# Skill sheets, Skill sheets, SKILL SHEETS!



## Lil Medic (Nov 14, 2011)

I'm certain this has come up before, but I have yet to take a swing at the infamous NREMT, and have a question about it. I hear that one of the most important things you can study are scenarios and the skill sheets. EMS knowledge and logistic questions aren't nearly as important. Is that true?


----------



## Handsome Robb (Nov 15, 2011)

Are you talking NREMT practicals or the CBT?

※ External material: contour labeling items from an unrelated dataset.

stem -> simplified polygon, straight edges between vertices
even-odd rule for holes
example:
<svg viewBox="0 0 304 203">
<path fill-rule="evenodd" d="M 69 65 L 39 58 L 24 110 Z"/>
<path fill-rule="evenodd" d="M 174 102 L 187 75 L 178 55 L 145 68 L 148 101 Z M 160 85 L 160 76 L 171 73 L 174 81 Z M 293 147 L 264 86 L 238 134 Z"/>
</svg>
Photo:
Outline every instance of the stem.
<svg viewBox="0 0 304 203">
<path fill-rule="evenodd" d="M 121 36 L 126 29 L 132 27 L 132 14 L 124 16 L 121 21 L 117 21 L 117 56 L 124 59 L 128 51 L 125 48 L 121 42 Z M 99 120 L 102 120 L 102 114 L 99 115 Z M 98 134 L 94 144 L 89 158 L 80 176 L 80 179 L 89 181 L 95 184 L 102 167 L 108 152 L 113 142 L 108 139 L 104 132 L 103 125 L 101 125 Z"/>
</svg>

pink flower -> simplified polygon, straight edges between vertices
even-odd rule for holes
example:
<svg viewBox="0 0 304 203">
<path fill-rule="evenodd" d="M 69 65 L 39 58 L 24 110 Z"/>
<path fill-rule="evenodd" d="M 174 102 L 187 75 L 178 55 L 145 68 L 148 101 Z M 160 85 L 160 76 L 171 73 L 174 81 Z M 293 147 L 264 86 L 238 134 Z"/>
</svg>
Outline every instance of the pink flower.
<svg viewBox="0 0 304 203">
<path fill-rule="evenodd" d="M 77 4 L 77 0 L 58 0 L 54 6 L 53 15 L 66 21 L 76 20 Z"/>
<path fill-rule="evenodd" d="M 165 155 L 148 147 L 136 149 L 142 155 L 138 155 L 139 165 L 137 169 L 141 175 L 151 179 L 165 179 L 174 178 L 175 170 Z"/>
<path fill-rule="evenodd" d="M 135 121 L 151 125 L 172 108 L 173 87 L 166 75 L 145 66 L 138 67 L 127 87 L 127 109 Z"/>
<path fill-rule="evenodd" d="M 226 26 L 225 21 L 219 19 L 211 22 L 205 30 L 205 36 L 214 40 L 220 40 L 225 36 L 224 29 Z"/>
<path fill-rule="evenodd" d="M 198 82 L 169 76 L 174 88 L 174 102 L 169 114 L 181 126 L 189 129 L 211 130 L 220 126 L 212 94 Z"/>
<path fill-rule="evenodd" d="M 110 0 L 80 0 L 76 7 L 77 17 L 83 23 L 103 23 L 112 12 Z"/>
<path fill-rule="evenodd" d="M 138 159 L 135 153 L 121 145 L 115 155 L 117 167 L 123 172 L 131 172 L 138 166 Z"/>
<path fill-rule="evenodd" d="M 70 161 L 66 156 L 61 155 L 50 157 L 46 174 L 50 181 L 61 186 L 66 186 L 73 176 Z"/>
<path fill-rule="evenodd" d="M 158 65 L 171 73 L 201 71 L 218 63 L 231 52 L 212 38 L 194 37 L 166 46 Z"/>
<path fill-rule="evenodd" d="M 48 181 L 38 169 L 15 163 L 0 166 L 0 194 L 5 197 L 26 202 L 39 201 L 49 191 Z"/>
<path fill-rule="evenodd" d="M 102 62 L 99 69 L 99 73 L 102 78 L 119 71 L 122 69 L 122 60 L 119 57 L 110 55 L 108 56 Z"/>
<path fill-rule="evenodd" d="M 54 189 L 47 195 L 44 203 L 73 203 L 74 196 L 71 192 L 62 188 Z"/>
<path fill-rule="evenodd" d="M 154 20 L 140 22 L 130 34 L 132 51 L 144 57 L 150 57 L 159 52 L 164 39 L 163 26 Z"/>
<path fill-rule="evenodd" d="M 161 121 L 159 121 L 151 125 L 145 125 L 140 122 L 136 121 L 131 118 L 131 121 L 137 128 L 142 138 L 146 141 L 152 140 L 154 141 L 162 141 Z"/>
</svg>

CBT its cABC's practicals its cABC's + skill sheets skill sheets skill sheets


----------



## fast65 (Nov 15, 2011)

The EMS knowledge is much more important. There's no reason to study the skills sheets or scenarios if you don't have a solid base of knowledge. The NREMT is NOT a hard test, do yourself a favor and focus on learning how to be a good, competent EMT, instead of focusing on what MIGHT be more important for the test. If you do that, the NREMT will be even easier than it already is.


----------



## medicdan (Nov 15, 2011)

You're much better off understanding the progression of the assessment or skill and why the steps are organized the way they are rather than memorizing a list.


----------



## MICP (Dec 1, 2011)

Are you taking the psychomotor or the "written"?  I can give you some great feedback if I know which one.


----------



## Lil Medic (Dec 1, 2011)

I am going to be taking the computerized test. I Already passed the practical exams.


----------



## MICP (Dec 1, 2011)

*Skills sheets*

YES!!!  Know the skills sheets.  I do NREMT test prep and tutoring (for 10 years now) on a regular basis and I have found that there will be an increase in your success if you know the skills sheets.  Many of the questions will use phrases like:
What would you do next?
Your care would include.
Which would be inappropriate?
What is the correct sequence?
What is your priority?

The correct answer for these is almost ALWAYS found on the skills sheets.

For example:
Your patient is the 18-year-old male driver of a vehicle that struck a tree. He is conscious and complaining of neck pain. The passenger is obviously dead. You have completed your primary survey. Which of the following is the next step?
a. Immobilize the patient on a long backboard and perform a detailed examination in the ambulance. 
b. Perform a focused history and physical exam. 
c. Rule out the possibility of cervical spine injury before moving the patient. 
d. Perform a rapid trauma assessment.

Look at your skills sheet and tell me the correct answer.


----------



## Lil Medic (Dec 2, 2011)

It would be rapid assessment right? Because you've done you're initial exam, and due to the mechanism of injury plus safety concerns you want a rapid assessment before doing anything else to identify other life threats and considerations.


----------



## MICP (Dec 2, 2011)

Yep.  And if you look at your skills sheet, that is precisely the next step after the initial/primary.  There are many questions like this.  Most folks scrap their skills sheets once their practicals are over, but they are a guide to the answers.

Got one more for you:
Your patient is a 45-year-old man who was struck by a commuter train. On your arrival the patient is lying on his left side and his right leg has obviously been amputated at the mid-thigh. The patient is ashen white in color, is trembling violently, and has obviously lost a lot of blood. He is awake and struggling to breathe. What is your first priority when caring for this patient?
a. Making sure there are no risks to your safety 
b. Assisting the patient's ventilations with a bag-valve-mask and high-flow oxygen 
c. Controlling bleeding from the leg wound 
d. Finding the amputated leg


----------



## MICP (Dec 2, 2011)

Hey folks,

I just want to make sure that you all know that these are NOT actual NREMT questions.  I got a private message asking about it.  I have been in EMS education for 16 years, been doing NREMT skills testing and test prep training for 10 years, and have studied testing theory and CBT processes.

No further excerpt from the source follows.